As if it isn’t already hard enough to make healthy choices, marketing execs at food companies further complicate the challenge by spending millions of dollars each year to convince us that unhealthy foods are really healthy. If your healthy diet isn’t yielding the results you’re after, take a closer to look to see if these imposters are sneaking into your diet!
- Granola. Granola carries with it healthy connotations, but in reality it can be little more than a crumbled up oatmeal cookie filled with plenty of added sugar. The Real Deal: Try an easy DIY homemade granola by toasting nuts, unsweetened coconut, and oats together. Add in spoonful of dark chocolate (85 percent cacao content or higher) to make it taste more indulgent while remaining healthy.
is touted as ice cream’s healthier cousin, but all too often the two creamy treats carry a nearly identical nutritional profile as most flavored yogurts are crammed with added sugars and/or artificial sweeteners. The Real Deal: Opt for plain Greek yogurt and sweeten with fresh berries.

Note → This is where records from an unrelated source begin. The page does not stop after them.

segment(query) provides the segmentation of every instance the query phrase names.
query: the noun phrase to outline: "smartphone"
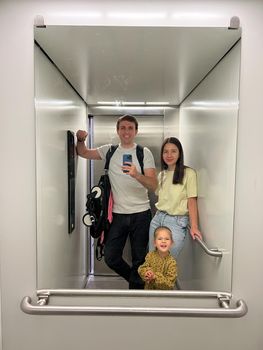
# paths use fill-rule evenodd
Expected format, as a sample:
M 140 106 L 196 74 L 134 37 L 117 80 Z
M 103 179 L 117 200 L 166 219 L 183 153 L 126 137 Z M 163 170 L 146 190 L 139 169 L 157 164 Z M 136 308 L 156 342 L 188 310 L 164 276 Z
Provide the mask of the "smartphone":
M 123 155 L 123 160 L 122 160 L 122 164 L 123 165 L 130 165 L 130 164 L 126 164 L 126 163 L 131 163 L 132 162 L 132 155 L 131 154 L 124 154 Z M 124 173 L 127 173 L 127 171 L 123 170 Z

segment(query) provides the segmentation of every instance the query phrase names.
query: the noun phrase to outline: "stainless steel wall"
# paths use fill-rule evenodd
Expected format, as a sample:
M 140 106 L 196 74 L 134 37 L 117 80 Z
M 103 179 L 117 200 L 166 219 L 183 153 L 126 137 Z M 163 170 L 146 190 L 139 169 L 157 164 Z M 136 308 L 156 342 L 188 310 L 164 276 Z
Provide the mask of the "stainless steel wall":
M 68 234 L 67 130 L 86 129 L 86 105 L 35 46 L 37 287 L 86 282 L 86 161 L 75 157 L 75 229 Z
M 207 255 L 192 239 L 179 256 L 183 289 L 231 291 L 239 111 L 240 42 L 180 108 L 185 162 L 197 171 L 200 229 Z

- Dried Fruit. Fruit is always healthy, right? Not so fast when it comes to dried fruit. Oftentimes dried fruit has added sugar. Even if dried fruits don’t have added sugars, they are still a concentrated of source sugar. While these sugars are from the fruit themselves instead of being added, the high amounts can still added up to way too much sugar hitting your system and causing blood sugar spikes and crashes. The Real Deal: Go for fresh fruit that hydrates and fills as you eat it to keep portions naturally under control.

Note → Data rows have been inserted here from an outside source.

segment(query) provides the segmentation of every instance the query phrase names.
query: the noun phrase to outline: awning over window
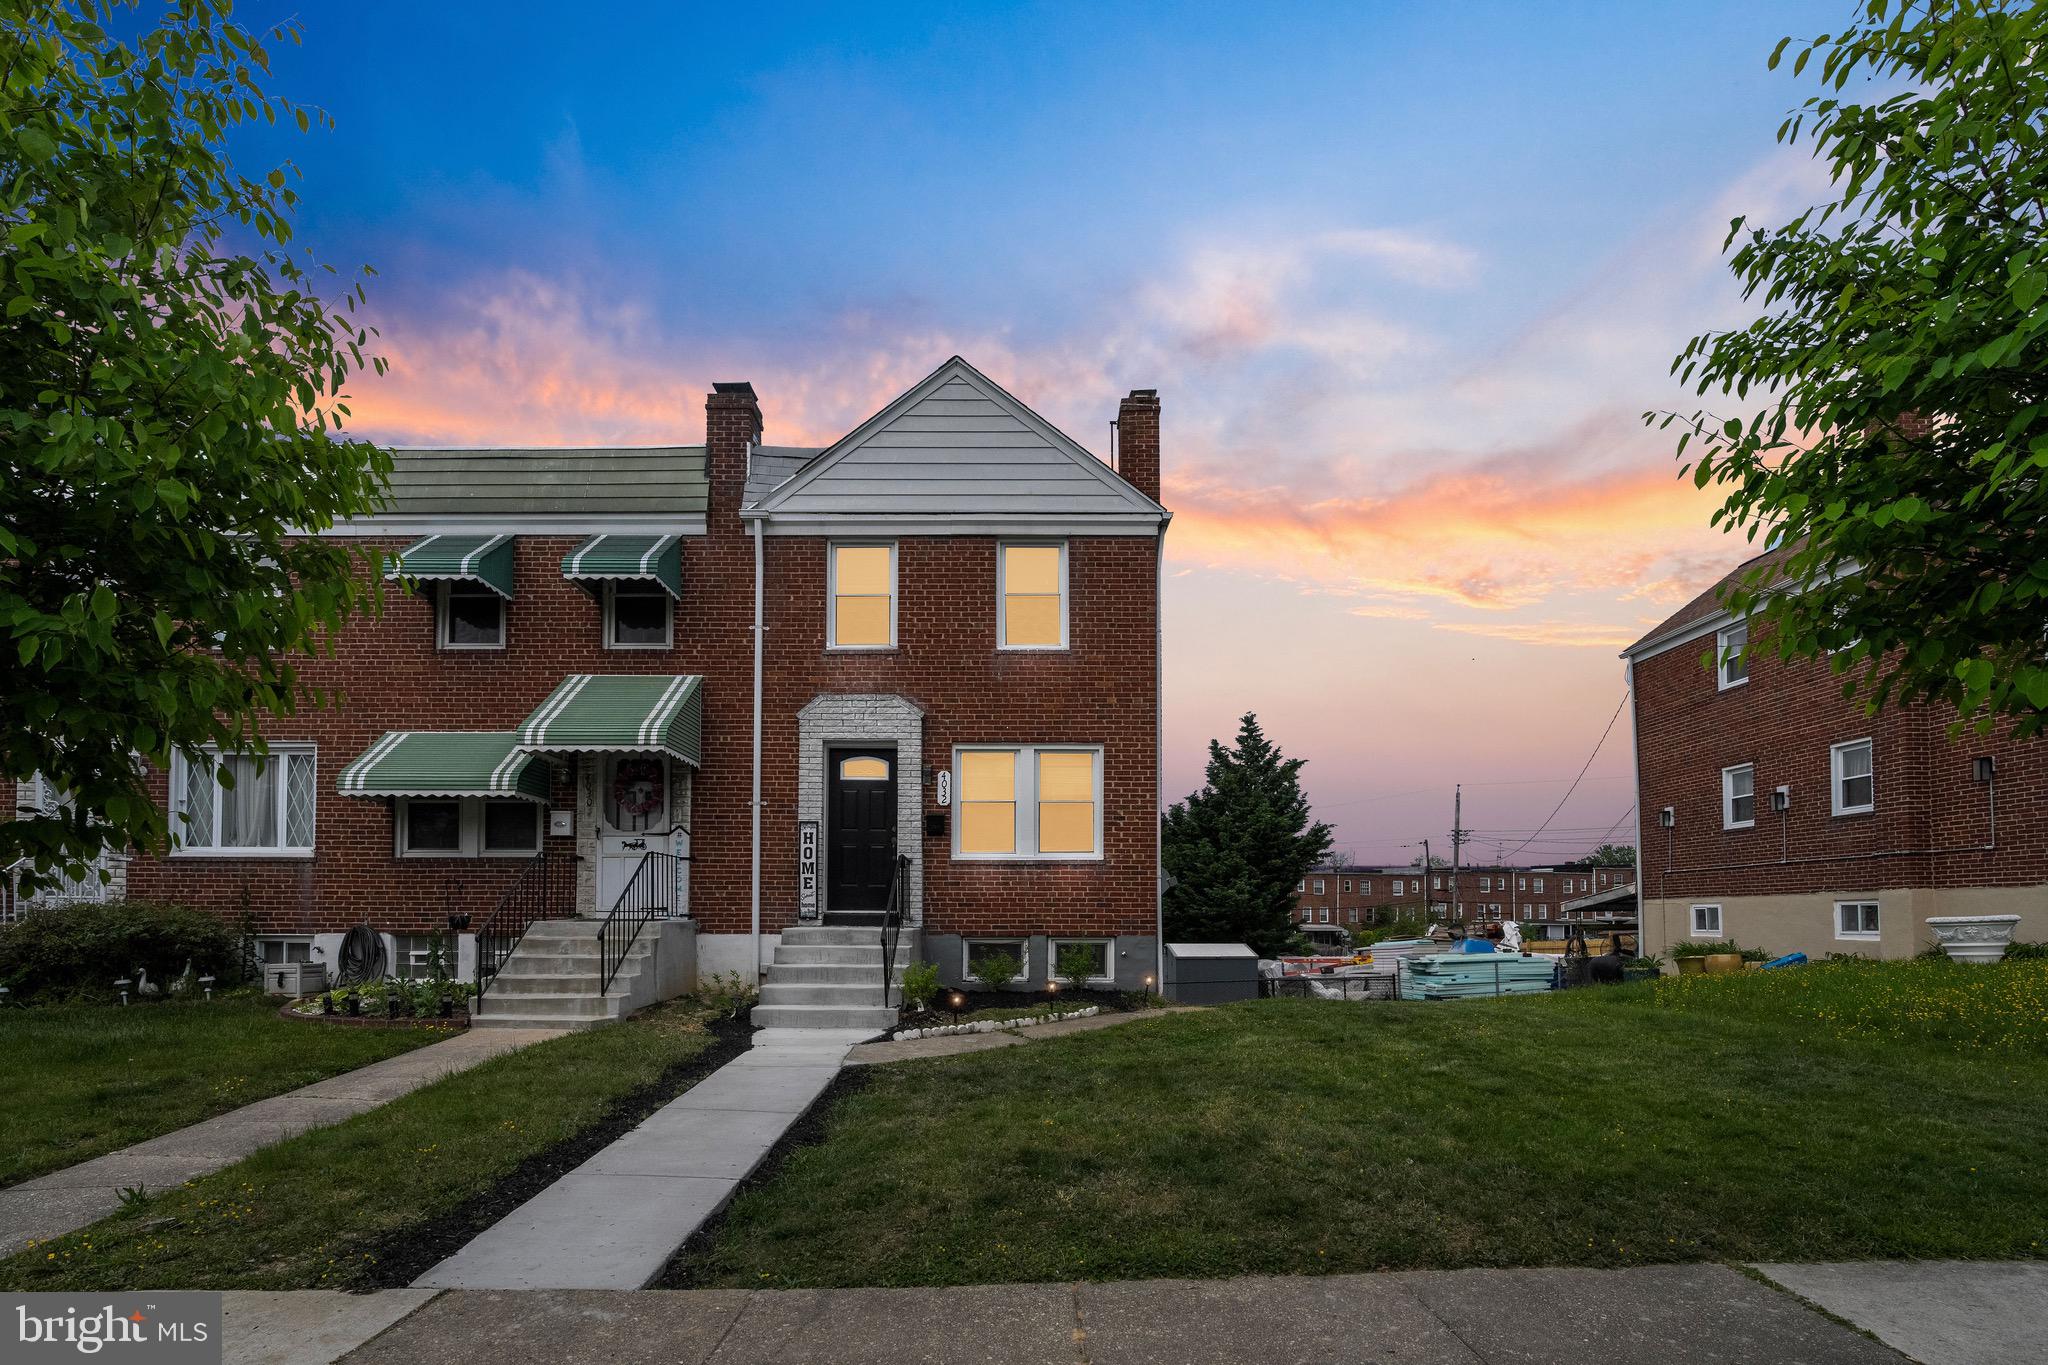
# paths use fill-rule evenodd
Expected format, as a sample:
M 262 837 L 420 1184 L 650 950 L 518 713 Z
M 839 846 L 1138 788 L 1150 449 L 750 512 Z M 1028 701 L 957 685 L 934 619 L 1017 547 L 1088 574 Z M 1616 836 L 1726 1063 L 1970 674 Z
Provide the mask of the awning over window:
M 695 674 L 576 673 L 519 727 L 536 753 L 669 753 L 702 766 L 704 680 Z
M 548 765 L 495 731 L 393 730 L 341 770 L 343 796 L 548 799 Z
M 512 595 L 512 545 L 509 535 L 428 536 L 406 547 L 398 567 L 386 578 L 428 581 L 468 579 L 500 597 Z
M 562 558 L 562 577 L 647 578 L 683 595 L 681 536 L 592 536 Z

- Protein Bars. Protein bars are built upon the premise that active people need them to keep them going. The problem is that most of these bars include loads of sugar, artificial fillers, and isolated ingredients that have been chemically extracted in a lab. The Real Deal: Get protein from lean meats, nuts, beans, and eggs. If you are looking for a portable source of protein, try bringing along a boiled egg.
- Juice. Juice is often promoted as a healthier alternative to soda. While it is true that juice is a better choice than soda, that doesn’t mean that it is healthy. Like dried fruit, juice can have added sources of sugar and/or be a concentrated source of natural fruit sugars. The Real Deal: Stick with drinking water and eating fruit. If you are looking for a better juice choice, opt for juices made almost entirely from vegetables with just a touch of fruit to sweeten them.
- Veggie Chips. The chip aisle of your local supermarket is filled with chips boasting all sorts of healthy ingredients: vegetables, chia seeds, flaxseeds, and more. Unfortunately the inclusion of these healthy ingredients does not change the fact that these chips are still largely processed, refined carbohydrates that have usually been deep fried. The Real Deal: Craving crunch? Try making your own popcorn at home. It’s easier than you may think, requiring just a few minutes on the stove top. Use coconut oil to grease your pan and reap the benefits of the minerals in Himalayan salt by using it to flavor your popcorn. You can also add even more flavor (and antioxidants) with herbs and spices!